Buried beneath a 4,500-year-old Indian burial ground and village site in Larkspur, Calif., were thousands bones of bat rays, waterfowl, deer, sea otters, grizzly and black bears — and 600 humans. There were antler tools, flutes, beads, bone awls, hairpins, game pieces and Atlatl throwing sticks, used for hunting before bow-and-arrow days.
To make room for a multimillion-dollar residential development, The Federated Indians of Graton Rancheria, who have been recognized as the descendants of Larkspur’s indigenous people, made the decision to remove and rebury the remains in an undisclosed location in the area and reportedly grade over it. Not a single artifact was saved.

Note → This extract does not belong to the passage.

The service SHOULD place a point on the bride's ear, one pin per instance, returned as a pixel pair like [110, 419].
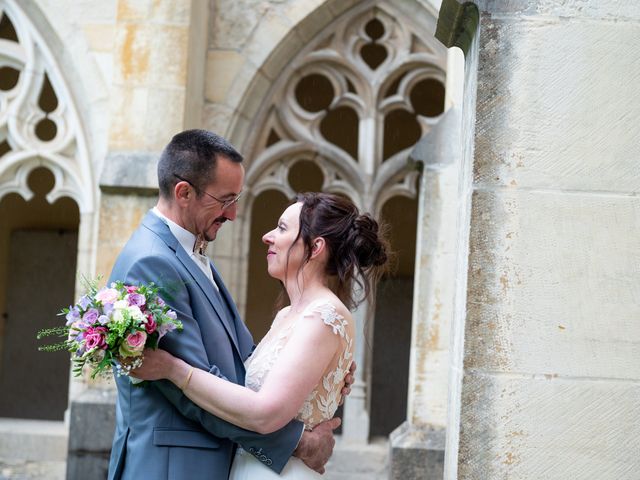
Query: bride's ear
[319, 246]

But according to Smithsonian magazine, “The story is actually a lot more complicated than Good Archaeologists vs. Bad Developers.” The issue surrounds a tribe’s desire to protect its ancestors’ artifacts and archaeologists’ desire to study them, amid construction of the $55 million Rose Lane development in Larkspur that began this month.
Greg Sarris, chairman of the 1,300-member tribe, said the tribe traditionally reburies sacred objects because many of them are intended to stay with the person who died.
“Our policy is that those things belong to us, end of story. Let us worry about our own preservation,” he told the Chronicle. “If we determine that they are sacred objects, we will rebury them. … How would Jewish or Christian people feel if we wanted to dig up skeletal remains in a cemetery and study them? Nobody has that right.”
Archaeologists argue that an invaluable piece of history — going back approximately to the time the Great Pyramid of Giza was built in Egypt — has been lost.
“It should have been protected,” Jelmer Eerkens, an archaeology professor at UC Davis who visited the site, told the Chronicle. “The developers have the right to develop their land, but at least the information contained in the site should have been protected and samples should have been saved so that they could be studied in the future.”
The shell mound was first documented in 1907, the Chronicle reported, but no one knew its significance until a developer decided to build, prompting a land examination.
The developer was required under California Environmental Quality Act to bring in archaeologists to study the mound under management of the Graton Rancheria tribe.
Eerkens said the issue was the work was done under a confidentiality agreement, so when archaeologists finally discussed it last month, it was too late to preserve the ancient site.
“There are a lot of things that went wrong here,” he told the Chronicle. “It’s really a shame.”